The so-called “Comstock laws” restricted access to those and other materials, including their transmission through the U.S. mail — restrictions H. L. Mencken famously and successfully challenged. A lower court that found in favor of the plaintiffs in this current case found a remedy in the still-active provisions of the 1873 Comstock Act, which prohibits the distribution via post of any “article, instrument, substance, drug, medicine, or thing which is advertised or described in a manner calculated to lead another to use it or apply it for producing abortion.” Over the generations, “Comstockery” has become a byword for prudery, but the law is the law. Alito argued that the Comstock Act is not an “obscure” but, rather, “prominent” federal statute. Thomas appeared to agree. Nevertheless, their seven colleagues didn’t seem to share their enthusiasm.
The indications that the Court will decline to once again introduce new restrictions on abortion practices in America in the middle of an election must be a letdown for Democrats and their media allies. Ahead of oral arguments, Middlebury College economist Caitlin Meyers told Yahoo! News that a decision favoring the plaintiff “could be bigger than Dobbs” in terms of its real-world and political impact. National Public Radio deemed this case the “daughter of Dobbs,” a grandiose assault on the “FDA’s regulatory power to approve drugs and continually evaluate their safety — a system that until now has been widely viewed as the gold standard for both safety and innovation.” Temple University Law School dean Rachel Rebouché agreed. “This might be the most important event since Dobbs on so many levels,” she told the New York Times. “Thousands and thousands of pills are being shipped everywhere across the United States from a handful of providers. That alone speaks to the nature of what mailed medication abortion can do.”
Some Democrats have already laid the rhetorical groundwork to connect a Supreme Court decision that cuts against unfettered access to abortion drugs to a February ruling by the Alabama Supreme Court that found frozen embryos have the same rights as already-born children — a decision that led local in-vitro-fertilization providers to limit access to their services. Restricting mail-order abortion medication would yield “even more economic damage than Dobbs,” Senator Sheldon Whitehouse said in a recent congressional hearing in which he connected the case to a broader assault on reproductive choice. “Even in vitro fertilization is under the gun, at the hands of right-wing extremists.”
Senator Whitehouse’s well-known penchant for reckless hyperbole notwithstanding, some Republicans seem to think he has a politically salient point.
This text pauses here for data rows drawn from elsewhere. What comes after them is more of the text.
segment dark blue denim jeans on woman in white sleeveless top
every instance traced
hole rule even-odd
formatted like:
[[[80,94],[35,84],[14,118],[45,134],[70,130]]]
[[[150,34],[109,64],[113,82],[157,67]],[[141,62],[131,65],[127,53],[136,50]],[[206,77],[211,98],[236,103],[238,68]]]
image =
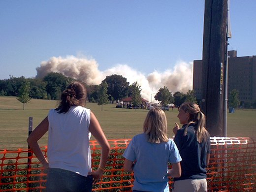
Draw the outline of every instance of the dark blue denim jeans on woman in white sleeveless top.
[[[93,176],[87,177],[58,168],[49,168],[46,192],[92,192]]]

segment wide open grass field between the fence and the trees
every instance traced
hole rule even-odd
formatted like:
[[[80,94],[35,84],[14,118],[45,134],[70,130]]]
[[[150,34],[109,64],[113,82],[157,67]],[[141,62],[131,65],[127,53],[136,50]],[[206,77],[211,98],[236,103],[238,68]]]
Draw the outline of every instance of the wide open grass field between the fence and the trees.
[[[27,148],[26,138],[28,136],[29,117],[33,117],[33,128],[48,114],[48,110],[55,108],[58,101],[32,99],[25,105],[16,97],[0,96],[0,150],[16,150]],[[144,109],[122,109],[115,108],[115,104],[101,106],[96,103],[87,103],[96,115],[103,131],[108,139],[132,138],[135,134],[142,132],[142,125],[148,110]],[[174,122],[178,122],[178,111],[165,112],[169,131],[172,136]],[[256,126],[254,119],[256,110],[236,110],[228,113],[227,135],[229,137],[256,137]],[[93,138],[92,138],[93,139]],[[47,144],[47,135],[39,141],[40,146]]]

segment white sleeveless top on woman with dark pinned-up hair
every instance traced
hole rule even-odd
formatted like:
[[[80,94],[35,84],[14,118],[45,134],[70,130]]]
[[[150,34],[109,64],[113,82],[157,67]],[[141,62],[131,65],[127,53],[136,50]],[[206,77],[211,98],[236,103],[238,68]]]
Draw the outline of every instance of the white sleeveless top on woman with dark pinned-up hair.
[[[50,168],[61,168],[87,176],[91,171],[90,109],[72,106],[66,113],[48,114],[48,160]]]

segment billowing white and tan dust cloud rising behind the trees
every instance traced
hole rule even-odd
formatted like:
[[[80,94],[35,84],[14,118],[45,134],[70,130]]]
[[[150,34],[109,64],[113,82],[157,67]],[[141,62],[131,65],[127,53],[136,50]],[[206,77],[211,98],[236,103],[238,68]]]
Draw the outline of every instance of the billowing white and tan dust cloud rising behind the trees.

In a memo produced by Republican State Leadership Committee president Dee Duncan, the GOP’s 2024 nominees are advised to avoid embracing the Alabama court’s decision. “Voters are 58% more likely to support a candidate that voted for commonsense protections for doctors and fertility clinics who assist patients and families in having children,” the memo read in a reference to the IVF decision. On that front, the GOP doesn’t seem to need much goading.
Many Republicans rushed to distance themselves from the political fallout settling over Alabama following that court’s ruling, but not all. “IVF is morally dubious and should not be subsidized by the American taxpayer,” four House Freedom Caucus members wrote in opposition to an effort to expand access to IVF treatments for veterans. In reporting on how Democrats are seeking to leverage that letter to tarnish the Republican Party as a whole, Axios noted somewhat incongruously that “the Democratic Congressional Campaign Committee tried to tie vulnerable GOP incumbents to groups seeking to have the Supreme Court restrict access to the abortion drug mifepristone.”